These are still globally valid and are kept to let you get a bit more food for thoughts
on Caching and JCS.
</p>
</section>
<section name="JCS and JCACHE (JSR-107)">
<p>
The JCS is an attempt to build a system close to JCACHE , <a
href="http://jcp.org/jsr/detail/107.jsp">JSR-107</a>, a
description of the caching system used in Oracle9i. JCS grew
out of my work over the past two years to build an enterprise
level caching system. Though it is replete with good ideas,
there are some aspects of the JCACHE architecture that could
lead to inefficiency (ex, the lateral distribution and net
searches) and a few programming preferences that I found
cumbersome (ex, the use of exceptions to report the common
place). Subsequently there are a few differences between the
two systems. In some cases I have moved my original system
closer to the JCACHE model where it presented a better idea.
Briefly:
</p>
<subsection name="Element vs. Region Attributes">
<p>
My original cache was regionally defined. Each entry required
a very minimal wrapper. The osc4j specification is an element
driven model where each element is fully configurable. This
could lead to a slight performance penalty, but it is a richer
model, where elements can inherit or have their own
attributes.
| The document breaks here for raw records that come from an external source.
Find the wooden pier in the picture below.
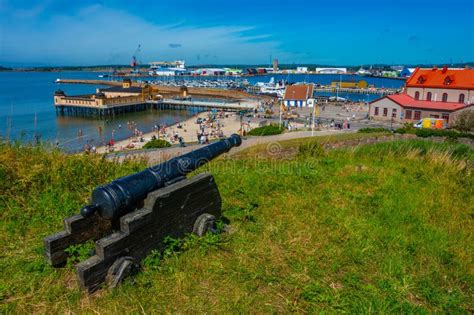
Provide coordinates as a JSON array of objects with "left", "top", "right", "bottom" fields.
[
  {"left": 151, "top": 99, "right": 257, "bottom": 111},
  {"left": 314, "top": 87, "right": 398, "bottom": 95},
  {"left": 55, "top": 99, "right": 257, "bottom": 119},
  {"left": 55, "top": 102, "right": 152, "bottom": 119}
]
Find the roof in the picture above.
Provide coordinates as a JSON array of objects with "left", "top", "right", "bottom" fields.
[
  {"left": 406, "top": 67, "right": 474, "bottom": 90},
  {"left": 99, "top": 86, "right": 142, "bottom": 93},
  {"left": 371, "top": 93, "right": 470, "bottom": 112},
  {"left": 284, "top": 84, "right": 313, "bottom": 101}
]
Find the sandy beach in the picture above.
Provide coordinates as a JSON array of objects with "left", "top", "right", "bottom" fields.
[{"left": 97, "top": 111, "right": 258, "bottom": 153}]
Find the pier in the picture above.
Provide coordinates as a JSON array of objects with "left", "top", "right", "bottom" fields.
[
  {"left": 152, "top": 99, "right": 257, "bottom": 111},
  {"left": 314, "top": 87, "right": 398, "bottom": 95}
]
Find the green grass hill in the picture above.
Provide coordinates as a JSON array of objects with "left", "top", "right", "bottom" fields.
[{"left": 0, "top": 140, "right": 474, "bottom": 314}]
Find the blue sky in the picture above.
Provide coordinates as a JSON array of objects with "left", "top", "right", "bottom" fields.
[{"left": 0, "top": 0, "right": 474, "bottom": 66}]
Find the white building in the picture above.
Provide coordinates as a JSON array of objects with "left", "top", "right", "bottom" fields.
[
  {"left": 316, "top": 68, "right": 347, "bottom": 74},
  {"left": 296, "top": 67, "right": 308, "bottom": 73}
]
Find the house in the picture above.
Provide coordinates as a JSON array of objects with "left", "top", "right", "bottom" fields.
[
  {"left": 296, "top": 67, "right": 308, "bottom": 73},
  {"left": 283, "top": 84, "right": 314, "bottom": 108},
  {"left": 369, "top": 67, "right": 474, "bottom": 126},
  {"left": 399, "top": 67, "right": 415, "bottom": 78},
  {"left": 316, "top": 68, "right": 347, "bottom": 74}
]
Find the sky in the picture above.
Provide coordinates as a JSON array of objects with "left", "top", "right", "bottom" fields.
[{"left": 0, "top": 0, "right": 474, "bottom": 66}]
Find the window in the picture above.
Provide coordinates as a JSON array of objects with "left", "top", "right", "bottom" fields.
[
  {"left": 443, "top": 93, "right": 448, "bottom": 103},
  {"left": 441, "top": 113, "right": 449, "bottom": 123}
]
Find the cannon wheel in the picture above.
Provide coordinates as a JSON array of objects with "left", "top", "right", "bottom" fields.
[
  {"left": 106, "top": 256, "right": 138, "bottom": 289},
  {"left": 193, "top": 213, "right": 216, "bottom": 237}
]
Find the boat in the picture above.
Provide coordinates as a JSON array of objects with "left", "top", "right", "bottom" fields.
[
  {"left": 356, "top": 67, "right": 372, "bottom": 76},
  {"left": 328, "top": 96, "right": 347, "bottom": 102}
]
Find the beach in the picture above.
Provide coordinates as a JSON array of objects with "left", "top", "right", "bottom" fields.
[{"left": 97, "top": 111, "right": 259, "bottom": 153}]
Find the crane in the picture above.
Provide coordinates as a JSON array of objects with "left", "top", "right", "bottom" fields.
[{"left": 130, "top": 44, "right": 142, "bottom": 73}]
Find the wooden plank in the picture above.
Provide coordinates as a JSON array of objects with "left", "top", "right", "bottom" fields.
[
  {"left": 43, "top": 214, "right": 112, "bottom": 267},
  {"left": 77, "top": 174, "right": 221, "bottom": 291}
]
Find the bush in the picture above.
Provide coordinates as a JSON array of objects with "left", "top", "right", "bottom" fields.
[
  {"left": 143, "top": 139, "right": 171, "bottom": 149},
  {"left": 298, "top": 141, "right": 326, "bottom": 157},
  {"left": 455, "top": 110, "right": 474, "bottom": 131},
  {"left": 247, "top": 125, "right": 284, "bottom": 136},
  {"left": 357, "top": 128, "right": 390, "bottom": 133}
]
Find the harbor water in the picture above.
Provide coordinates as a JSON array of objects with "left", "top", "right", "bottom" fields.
[
  {"left": 0, "top": 72, "right": 194, "bottom": 152},
  {"left": 0, "top": 71, "right": 404, "bottom": 151}
]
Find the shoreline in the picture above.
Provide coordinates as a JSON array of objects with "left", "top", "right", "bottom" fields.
[{"left": 96, "top": 111, "right": 258, "bottom": 154}]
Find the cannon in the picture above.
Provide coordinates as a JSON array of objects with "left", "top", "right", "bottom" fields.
[
  {"left": 81, "top": 134, "right": 242, "bottom": 220},
  {"left": 44, "top": 134, "right": 242, "bottom": 292}
]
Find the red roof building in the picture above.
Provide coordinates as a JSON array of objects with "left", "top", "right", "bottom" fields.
[
  {"left": 283, "top": 84, "right": 314, "bottom": 107},
  {"left": 369, "top": 67, "right": 474, "bottom": 125}
]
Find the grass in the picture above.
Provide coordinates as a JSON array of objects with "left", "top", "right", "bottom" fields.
[
  {"left": 395, "top": 126, "right": 474, "bottom": 139},
  {"left": 357, "top": 127, "right": 390, "bottom": 133},
  {"left": 143, "top": 139, "right": 171, "bottom": 149},
  {"left": 0, "top": 139, "right": 474, "bottom": 313}
]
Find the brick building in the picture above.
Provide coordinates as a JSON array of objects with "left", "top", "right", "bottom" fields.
[{"left": 369, "top": 67, "right": 474, "bottom": 126}]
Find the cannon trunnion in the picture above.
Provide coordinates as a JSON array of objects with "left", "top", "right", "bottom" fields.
[{"left": 44, "top": 135, "right": 241, "bottom": 292}]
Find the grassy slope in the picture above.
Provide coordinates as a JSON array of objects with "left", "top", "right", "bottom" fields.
[{"left": 0, "top": 141, "right": 474, "bottom": 313}]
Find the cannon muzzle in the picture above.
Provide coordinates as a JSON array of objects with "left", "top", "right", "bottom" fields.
[{"left": 81, "top": 134, "right": 242, "bottom": 220}]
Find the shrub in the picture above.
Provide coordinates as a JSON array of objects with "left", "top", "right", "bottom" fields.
[
  {"left": 395, "top": 128, "right": 474, "bottom": 139},
  {"left": 357, "top": 128, "right": 389, "bottom": 133},
  {"left": 455, "top": 110, "right": 474, "bottom": 131},
  {"left": 143, "top": 139, "right": 171, "bottom": 149},
  {"left": 247, "top": 125, "right": 284, "bottom": 136},
  {"left": 298, "top": 141, "right": 325, "bottom": 157}
]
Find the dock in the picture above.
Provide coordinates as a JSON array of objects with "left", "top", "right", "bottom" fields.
[
  {"left": 314, "top": 87, "right": 399, "bottom": 95},
  {"left": 152, "top": 99, "right": 257, "bottom": 111}
]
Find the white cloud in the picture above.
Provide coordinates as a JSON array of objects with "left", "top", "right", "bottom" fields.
[{"left": 0, "top": 5, "right": 290, "bottom": 64}]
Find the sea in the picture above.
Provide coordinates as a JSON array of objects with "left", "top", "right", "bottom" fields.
[{"left": 0, "top": 71, "right": 404, "bottom": 152}]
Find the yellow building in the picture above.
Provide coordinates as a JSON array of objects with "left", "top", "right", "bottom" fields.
[{"left": 331, "top": 80, "right": 368, "bottom": 89}]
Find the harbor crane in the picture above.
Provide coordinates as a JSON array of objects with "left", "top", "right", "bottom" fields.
[{"left": 130, "top": 44, "right": 142, "bottom": 73}]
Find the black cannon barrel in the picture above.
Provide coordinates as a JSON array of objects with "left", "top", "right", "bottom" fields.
[{"left": 81, "top": 134, "right": 242, "bottom": 219}]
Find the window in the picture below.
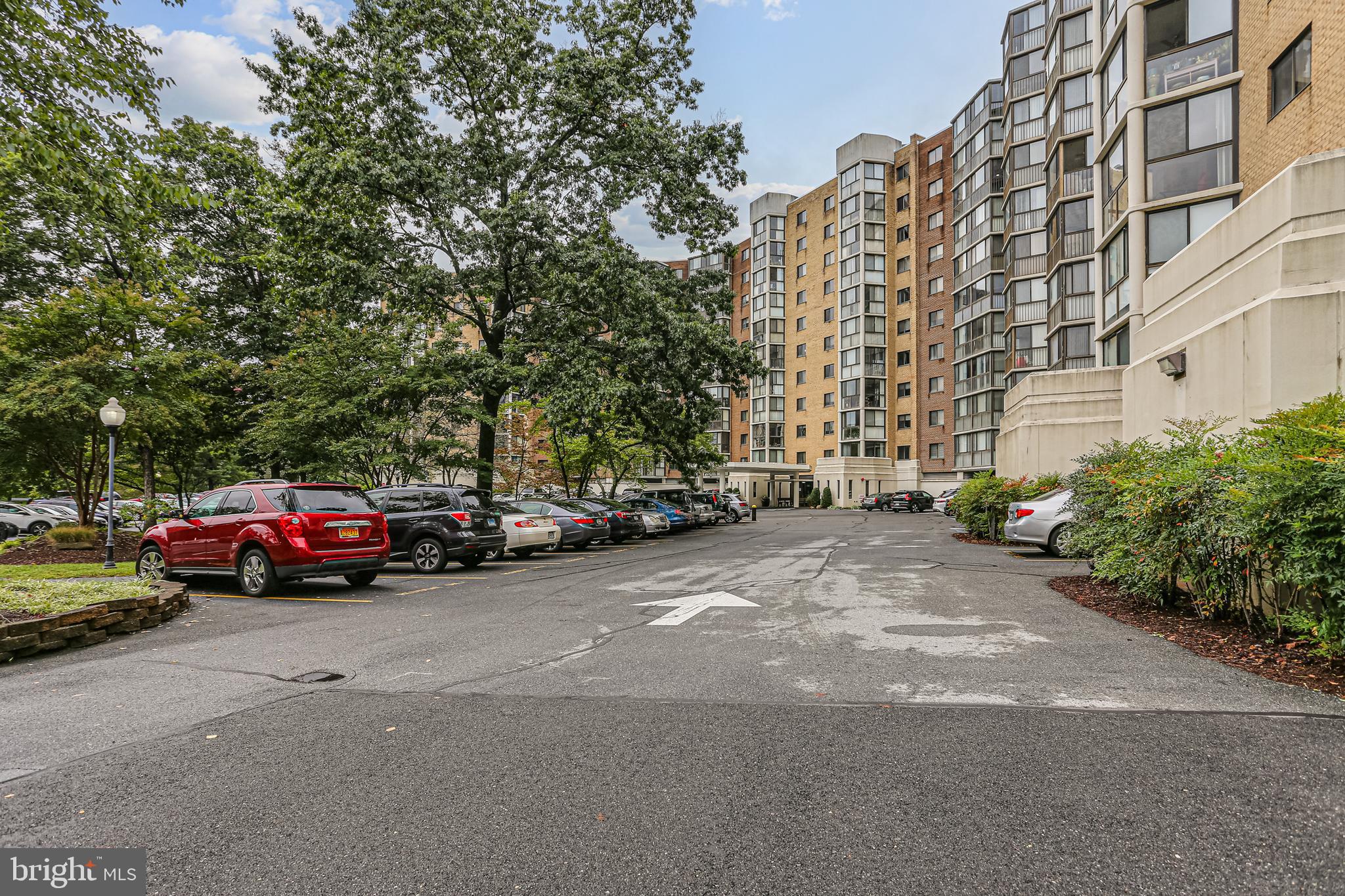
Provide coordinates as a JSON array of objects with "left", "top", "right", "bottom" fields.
[
  {"left": 1147, "top": 196, "right": 1233, "bottom": 267},
  {"left": 1145, "top": 0, "right": 1233, "bottom": 96},
  {"left": 1145, "top": 87, "right": 1236, "bottom": 202},
  {"left": 1269, "top": 26, "right": 1313, "bottom": 118}
]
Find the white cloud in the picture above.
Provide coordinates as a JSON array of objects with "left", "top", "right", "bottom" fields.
[
  {"left": 136, "top": 26, "right": 272, "bottom": 125},
  {"left": 206, "top": 0, "right": 342, "bottom": 45}
]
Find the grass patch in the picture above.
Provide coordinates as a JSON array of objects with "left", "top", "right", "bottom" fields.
[
  {"left": 0, "top": 577, "right": 148, "bottom": 616},
  {"left": 0, "top": 563, "right": 136, "bottom": 586}
]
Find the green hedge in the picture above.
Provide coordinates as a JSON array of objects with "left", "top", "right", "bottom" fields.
[{"left": 1061, "top": 393, "right": 1345, "bottom": 654}]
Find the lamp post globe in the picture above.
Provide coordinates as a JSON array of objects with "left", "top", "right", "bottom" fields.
[{"left": 99, "top": 398, "right": 127, "bottom": 570}]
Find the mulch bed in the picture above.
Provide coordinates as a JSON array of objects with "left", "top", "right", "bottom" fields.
[
  {"left": 0, "top": 532, "right": 140, "bottom": 566},
  {"left": 1049, "top": 575, "right": 1345, "bottom": 698}
]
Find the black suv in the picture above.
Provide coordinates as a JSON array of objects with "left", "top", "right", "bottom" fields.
[
  {"left": 893, "top": 492, "right": 933, "bottom": 510},
  {"left": 368, "top": 482, "right": 506, "bottom": 572}
]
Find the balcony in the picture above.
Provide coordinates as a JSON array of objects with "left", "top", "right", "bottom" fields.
[
  {"left": 1005, "top": 71, "right": 1046, "bottom": 100},
  {"left": 1005, "top": 345, "right": 1046, "bottom": 371},
  {"left": 1046, "top": 293, "right": 1097, "bottom": 330},
  {"left": 1046, "top": 168, "right": 1093, "bottom": 208},
  {"left": 952, "top": 333, "right": 1005, "bottom": 362},
  {"left": 1009, "top": 26, "right": 1046, "bottom": 56},
  {"left": 952, "top": 371, "right": 1003, "bottom": 398}
]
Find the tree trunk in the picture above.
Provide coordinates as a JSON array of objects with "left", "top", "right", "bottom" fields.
[
  {"left": 476, "top": 391, "right": 502, "bottom": 492},
  {"left": 140, "top": 442, "right": 159, "bottom": 529}
]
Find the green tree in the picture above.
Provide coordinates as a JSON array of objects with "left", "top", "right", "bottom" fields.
[
  {"left": 254, "top": 0, "right": 751, "bottom": 488},
  {"left": 252, "top": 312, "right": 470, "bottom": 488}
]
So, I converted the entire system into element
centered framework.
</p>
</subsection>
<subsection name="Lateral Broadcast vs. Remote Consistency">
<p>
The oracle model is a laterally distributed framework with no
centralized control. The JCS model has the option for lateral
broadcast (which will need to be made more efficient) and a
remote store that coordinates consistency. In the JCS Local
caches send data to the remote store which then notifies other
local caches of changes to "regions" (caches) that are
registered. In JCACHE's lateral model an update is never
broadcast from the remote, rather updates come via the lateral
caches. If you broadcast changes to all servers then every
server must be ready for every user. The usage patterns of a
user on one box can affect the whole. Also, the lateral model
can make it difficult to synchronize combinations of updates
and invalidations.
</p>
<p>
With a remote store the local caches are primed to take on
similar patterns by talking to the remote store, but aren't
flooded with the elements from another machine. This
significantly cuts down on traffic. This way each local cache
is a relatively separate realm with remotely configurable
regions that stay in synch without overriding the user habits
of any machine. It also allows for an efficient mechanism of
retrieval, where searching for an element involves, at
maximum, only as many steps as there are remote servers in the
cluster. In the lateral model a failed net search could take
an extremely long time to complete, making it necessary for
the programmer to decide how long of a wait is acceptable.
</p>
<p>
Though this is by and large a poor model, the JCS will include
the ability to perform full lateral searches. A more
important feature is remote failover and remote server
clustering. With clustering any concerns about the remote
server being a single point of failure vanish and the remote
server model is significantly more robust.
</p>
</subsection>
<subsection name="Put vs. Replace">
<p>
The difference between put and replace is not present in the
JCS by default. The overhead associated with this distinction
is tremendous. However, there will be an alternate "safe-put"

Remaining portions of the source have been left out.